The Board agrees with the appellant with respect to this issue. Mr. Sansoucy used an EBITDA of $175,926,000, which related to the year ended 12/31/98. Eastern Enterprises acquired Colonial Gas in August of 1999. Thus, Mr. Sansoucy’s chosen EBITDA failed to appropriately reflect the contribution to earnings of Colonial Gas. The record, however, contains an EBITDA figure for the year ended 12/31/99, which not only reflects the contribution made by Colonial Gas but is proximate in time to the Keyspan/Eastern Enterprises acquisition. The Board thus finds that this sum, $194,812,000, should be employed to calculate the Eastern Enterprises sale price to EBITDA ratio, which reduces the ratio for this transaction from 12.8 to 11.55.[5] In turn, the average of the six ratios used to derive the EBITDA multiplier is reduced from 11.7, which had been adopted by the Board in the Initial Findings, to 11.57.[6]
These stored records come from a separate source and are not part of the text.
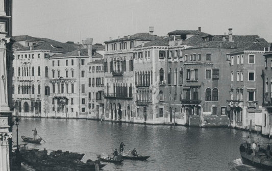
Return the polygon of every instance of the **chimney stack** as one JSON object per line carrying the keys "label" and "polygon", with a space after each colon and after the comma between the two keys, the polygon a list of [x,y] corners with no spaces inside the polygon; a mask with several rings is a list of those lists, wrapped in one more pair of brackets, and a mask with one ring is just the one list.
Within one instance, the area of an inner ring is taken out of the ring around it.
{"label": "chimney stack", "polygon": [[149,27],[149,34],[151,35],[153,35],[154,32],[154,27]]}
{"label": "chimney stack", "polygon": [[90,57],[92,57],[92,38],[87,38],[86,40],[82,40],[82,44],[87,46],[88,50],[88,56]]}
{"label": "chimney stack", "polygon": [[229,41],[232,42],[232,29],[229,29]]}

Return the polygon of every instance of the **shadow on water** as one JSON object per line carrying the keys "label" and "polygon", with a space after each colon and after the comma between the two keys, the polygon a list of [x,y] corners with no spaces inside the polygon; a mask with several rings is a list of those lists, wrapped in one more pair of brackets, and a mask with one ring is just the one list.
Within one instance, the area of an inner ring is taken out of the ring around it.
{"label": "shadow on water", "polygon": [[232,167],[232,171],[268,171],[269,170],[256,168],[252,166],[243,164],[241,158],[234,160],[230,163],[229,165]]}

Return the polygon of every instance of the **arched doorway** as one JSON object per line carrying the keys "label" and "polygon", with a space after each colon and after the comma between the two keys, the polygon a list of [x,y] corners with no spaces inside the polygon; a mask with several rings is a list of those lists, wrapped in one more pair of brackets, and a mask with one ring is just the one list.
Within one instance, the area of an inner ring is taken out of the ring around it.
{"label": "arched doorway", "polygon": [[172,122],[172,108],[169,108],[169,114],[170,115],[170,122]]}
{"label": "arched doorway", "polygon": [[121,120],[122,119],[122,111],[121,110],[121,105],[118,103],[117,104],[118,106],[118,115],[119,116],[119,119]]}
{"label": "arched doorway", "polygon": [[23,104],[23,111],[24,111],[24,113],[29,112],[29,106],[27,102],[24,102]]}
{"label": "arched doorway", "polygon": [[117,119],[117,110],[116,110],[116,105],[115,103],[113,104],[113,109],[114,109],[114,120]]}

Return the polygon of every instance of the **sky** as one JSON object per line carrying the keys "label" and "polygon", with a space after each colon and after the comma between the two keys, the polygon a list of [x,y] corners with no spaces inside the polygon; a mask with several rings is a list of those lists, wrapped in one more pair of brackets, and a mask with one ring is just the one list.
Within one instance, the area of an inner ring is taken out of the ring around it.
{"label": "sky", "polygon": [[13,35],[93,43],[137,33],[176,30],[258,35],[272,42],[270,0],[13,0]]}

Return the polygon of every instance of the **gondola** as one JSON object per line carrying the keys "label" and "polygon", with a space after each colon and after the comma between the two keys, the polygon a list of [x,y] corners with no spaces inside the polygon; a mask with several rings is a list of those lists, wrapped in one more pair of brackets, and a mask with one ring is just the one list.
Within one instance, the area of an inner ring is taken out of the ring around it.
{"label": "gondola", "polygon": [[146,159],[148,159],[150,157],[150,156],[123,156],[123,158],[124,159],[130,159],[130,160],[141,160],[141,161],[146,160]]}
{"label": "gondola", "polygon": [[23,140],[24,142],[27,142],[29,143],[36,143],[36,144],[39,144],[41,142],[41,141],[42,140],[41,138],[37,138],[36,139],[34,139],[34,138],[26,137],[25,136],[21,136],[21,138]]}
{"label": "gondola", "polygon": [[246,146],[245,143],[242,143],[240,145],[240,153],[243,164],[269,170],[272,170],[272,158],[271,157],[267,158],[266,155],[263,153],[264,150],[261,149],[261,152],[256,153],[255,156],[253,156],[252,150],[246,148]]}
{"label": "gondola", "polygon": [[110,157],[101,157],[100,156],[98,156],[98,157],[100,159],[100,160],[102,161],[110,162],[110,163],[121,163],[122,161],[123,161],[123,160],[121,155],[118,156],[117,159],[113,159],[113,158]]}

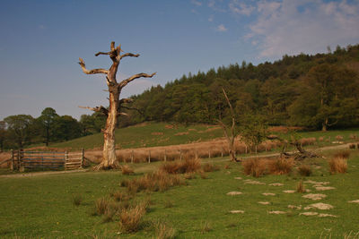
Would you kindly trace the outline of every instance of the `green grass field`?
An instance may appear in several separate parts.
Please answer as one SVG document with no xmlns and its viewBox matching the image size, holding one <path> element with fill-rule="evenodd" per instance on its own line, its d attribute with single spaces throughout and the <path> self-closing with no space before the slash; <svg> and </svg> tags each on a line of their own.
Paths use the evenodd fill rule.
<svg viewBox="0 0 359 239">
<path fill-rule="evenodd" d="M 332 152 L 326 152 L 329 158 Z M 209 159 L 208 159 L 209 160 Z M 205 162 L 207 160 L 204 160 Z M 212 158 L 220 171 L 207 173 L 207 178 L 197 176 L 186 180 L 187 185 L 176 186 L 164 192 L 139 192 L 136 199 L 151 198 L 149 211 L 136 234 L 122 233 L 118 219 L 104 223 L 101 216 L 91 216 L 96 199 L 123 190 L 124 178 L 141 176 L 155 169 L 160 162 L 136 164 L 135 175 L 122 175 L 119 171 L 86 172 L 32 177 L 0 177 L 0 237 L 1 238 L 156 238 L 153 225 L 162 221 L 173 227 L 176 238 L 358 238 L 359 152 L 353 150 L 346 174 L 330 175 L 323 158 L 305 159 L 314 170 L 309 177 L 302 177 L 293 170 L 289 175 L 266 175 L 253 178 L 243 175 L 241 164 L 226 158 Z M 229 165 L 229 168 L 224 168 Z M 241 177 L 241 180 L 235 179 Z M 245 180 L 257 180 L 266 184 L 246 184 Z M 334 190 L 316 192 L 311 184 L 304 184 L 311 193 L 324 193 L 327 198 L 311 201 L 302 196 L 307 193 L 285 193 L 295 190 L 302 179 L 329 182 Z M 282 183 L 283 186 L 270 186 Z M 236 196 L 226 195 L 241 192 Z M 264 196 L 273 192 L 275 196 Z M 81 195 L 80 206 L 73 197 Z M 258 201 L 269 201 L 260 205 Z M 290 209 L 288 205 L 302 208 L 317 202 L 334 206 L 329 210 Z M 167 206 L 166 206 L 167 205 Z M 169 207 L 168 205 L 171 205 Z M 231 210 L 244 210 L 232 214 Z M 269 214 L 281 210 L 283 215 Z M 300 216 L 305 211 L 332 214 L 337 218 Z M 103 216 L 102 216 L 103 217 Z M 352 232 L 352 237 L 345 237 Z"/>
<path fill-rule="evenodd" d="M 172 127 L 172 128 L 171 128 Z M 276 133 L 276 132 L 274 132 Z M 323 141 L 319 141 L 318 146 L 331 144 L 336 141 L 336 136 L 341 135 L 345 141 L 350 140 L 350 134 L 359 135 L 359 129 L 323 132 L 299 132 L 299 137 L 310 138 L 324 137 Z M 284 138 L 290 138 L 290 133 L 279 133 Z M 190 143 L 195 141 L 206 141 L 223 137 L 223 133 L 218 125 L 195 124 L 185 126 L 181 124 L 169 124 L 165 123 L 148 123 L 136 126 L 118 129 L 116 131 L 116 142 L 118 149 L 134 149 L 143 147 L 168 146 Z M 330 139 L 330 141 L 325 140 Z M 50 144 L 50 148 L 67 148 L 71 149 L 100 148 L 103 144 L 102 133 L 89 135 L 75 140 Z"/>
</svg>

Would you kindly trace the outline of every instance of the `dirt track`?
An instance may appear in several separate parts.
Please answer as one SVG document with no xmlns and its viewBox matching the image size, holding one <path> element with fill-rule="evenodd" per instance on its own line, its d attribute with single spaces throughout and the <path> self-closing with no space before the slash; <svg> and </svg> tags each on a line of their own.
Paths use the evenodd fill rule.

Incorporation of Adjustment
The product of the EBIDTA multiplier and the adjusted EBITDA yields an indicated value under the income-capitalization approach. In the Initial Findings, as previously noted, the Board adopted $28,791,500 as the adjusted EBITDA and 11.7 as the EBITDA multiplier, the product of which is $336,860,550. The revised EBITDA multiplier of 11.57 multiplied by the adjusted EBITDA of $28,791,500 yields a value of $333,117,655 under the income-capitalization approach. This reduction in value increases the economic obsolescence allowance from 10.2%, as adopted in the Initial Findings, to 11.2%.[7] In turn, the indicated value under the RCNLD approach is reduced from $336,848,000 to the rounded sum of $333,097,000.
The final valuation of the subject property, which affords equal weight to RCNLD and net book value, is $246,127,000,[8] a sum which is slightly less than the $248,000,000 valuation adopted by the Board in the Initial Findings, but which exceeds the subject property’s assessed value of $223,200,000 for fiscal year 2004.[9]